Quoi qu'il en soit donc, les collectivités devront donc faire encore un effort de réduction des dépenses de13 milliards d'euros sur cinq ans. Pas facile à faire avaler. A cet égard, les élus demandent de la visibilité, via l'instauration d'une loi quinquennale de financement des collectivités locales, comme l'ont encore une fois rappelé François Baroin président de l'Association des maires de France et Gérard Larcher, président du Sénat... une vieille antienne. Emmanuel Macron ne s'est pas prononcé sur ce point.

Davantage de "libertés" de gestion et d'organisation pour les collectivités

En revanche, dans le cadre d'un "pacte girondin", il a proposé aux collectivités toute une panoplie de nouveaux moyens, appelés par le président "nouvelles libertés", pour rationaliser et diminuer leurs dépenses. Il invite les collectivités à "innover" dans leur organisation, via par exemple, des fusions de communes pour créer des "communes nouvelles" qui permettent de mieux mutualiser les équipements et les dépenses.
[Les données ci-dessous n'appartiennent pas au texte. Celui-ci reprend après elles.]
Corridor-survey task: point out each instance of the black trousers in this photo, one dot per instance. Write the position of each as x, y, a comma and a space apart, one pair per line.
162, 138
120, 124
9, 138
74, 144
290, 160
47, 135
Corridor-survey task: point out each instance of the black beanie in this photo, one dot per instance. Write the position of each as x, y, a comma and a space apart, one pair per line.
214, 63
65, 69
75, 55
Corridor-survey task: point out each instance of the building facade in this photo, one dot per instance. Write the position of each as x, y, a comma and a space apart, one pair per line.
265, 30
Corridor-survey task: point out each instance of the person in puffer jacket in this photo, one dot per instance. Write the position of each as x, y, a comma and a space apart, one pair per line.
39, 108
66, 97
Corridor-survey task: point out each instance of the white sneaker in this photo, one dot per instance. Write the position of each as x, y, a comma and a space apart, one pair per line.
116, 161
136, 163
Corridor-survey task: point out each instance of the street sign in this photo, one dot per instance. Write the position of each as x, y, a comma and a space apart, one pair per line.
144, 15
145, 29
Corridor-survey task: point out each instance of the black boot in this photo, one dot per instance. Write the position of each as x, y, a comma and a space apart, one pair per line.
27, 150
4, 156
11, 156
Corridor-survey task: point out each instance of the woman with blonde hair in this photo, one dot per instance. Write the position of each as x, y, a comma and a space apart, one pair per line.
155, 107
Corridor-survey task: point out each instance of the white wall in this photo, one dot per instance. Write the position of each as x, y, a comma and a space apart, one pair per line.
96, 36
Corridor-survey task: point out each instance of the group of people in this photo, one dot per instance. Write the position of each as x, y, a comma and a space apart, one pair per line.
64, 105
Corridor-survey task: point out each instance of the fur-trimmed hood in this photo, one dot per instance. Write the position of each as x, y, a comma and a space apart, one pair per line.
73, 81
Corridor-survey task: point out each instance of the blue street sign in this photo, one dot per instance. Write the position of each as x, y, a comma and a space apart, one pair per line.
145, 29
Il s'est dit aussi favorable à une "liberté d'organisation" sur les différents points du territoire. Autrement dit, l'organisation territoriale ne sera plus forcément la même aux quatre coins de l'Hexagone, les départements qui veulent fusionner entre eux (ou avec des Métropoles, comme ce fût le cas entre Lyon et le département du Rhône) pourront le faire, à la condition que cela ne conduise pas à une aggravation "des fractures territoriales" ou à une complexification des structures. À cet égard, il souhaite la création d'une Agence nationale de la cohésion des territoires.

Pour faciliter ces innovations locales, Emmanuel Macron compte changer les règles en matière "d'expérimentation": il n'y aura plus de généralisation obligatoire au bout de deux ans. Certaines spécificités territoriales d'organisation décidées localement le demeureront donc.
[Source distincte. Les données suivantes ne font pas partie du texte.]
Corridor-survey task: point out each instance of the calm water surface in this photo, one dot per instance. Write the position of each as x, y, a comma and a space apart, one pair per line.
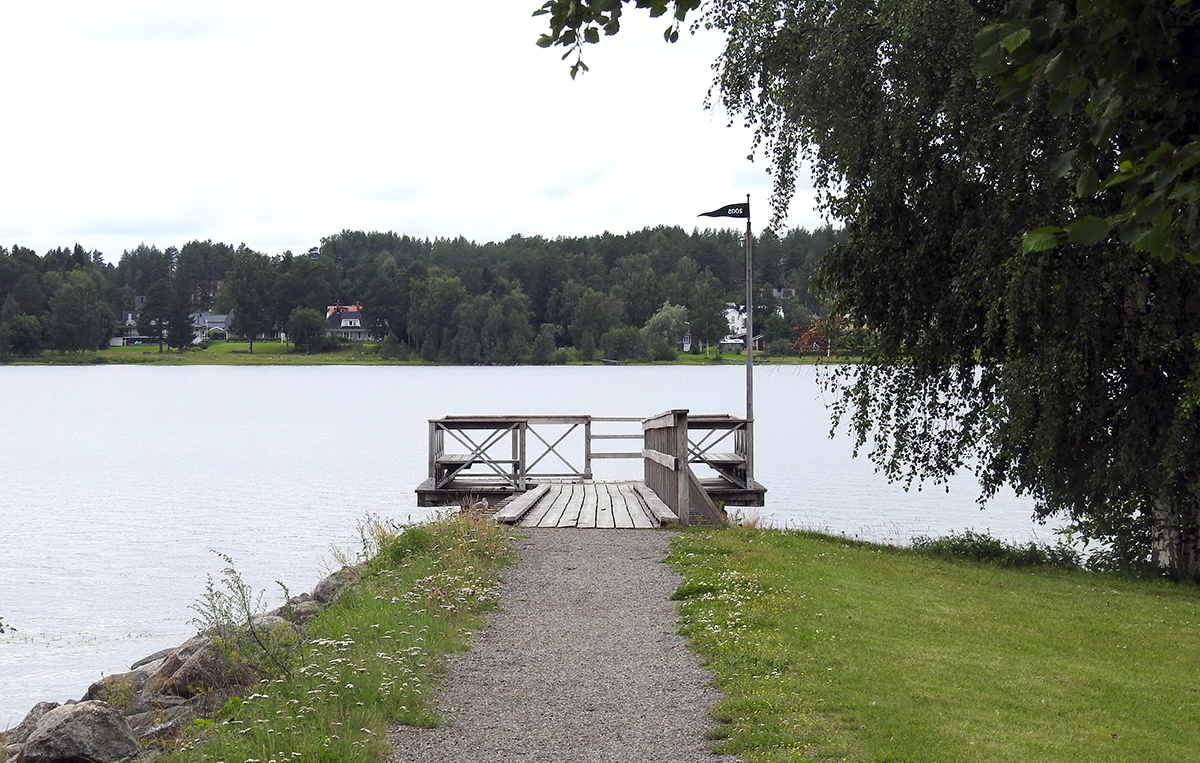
117, 484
Il s'est dit également favorable à de nouvelles délégations de compétences (et donc de moyens) économiques et sociales de l'Etat vers les collectivités et notamment les Régions.

Le Premier ministre a pour autant précisé qu'il ne s'agissait pas de créer un nouveau "big bang", après le choc de la loi NOTRe, qui a redéfini les compétences entre les collectivités. Il conviendrait  juste de permettre "les ajustements" et les "agilités" nécessaires.

Des pistes explosives: statut des fonctionnaires, refonte de la métropole du Grand Paris.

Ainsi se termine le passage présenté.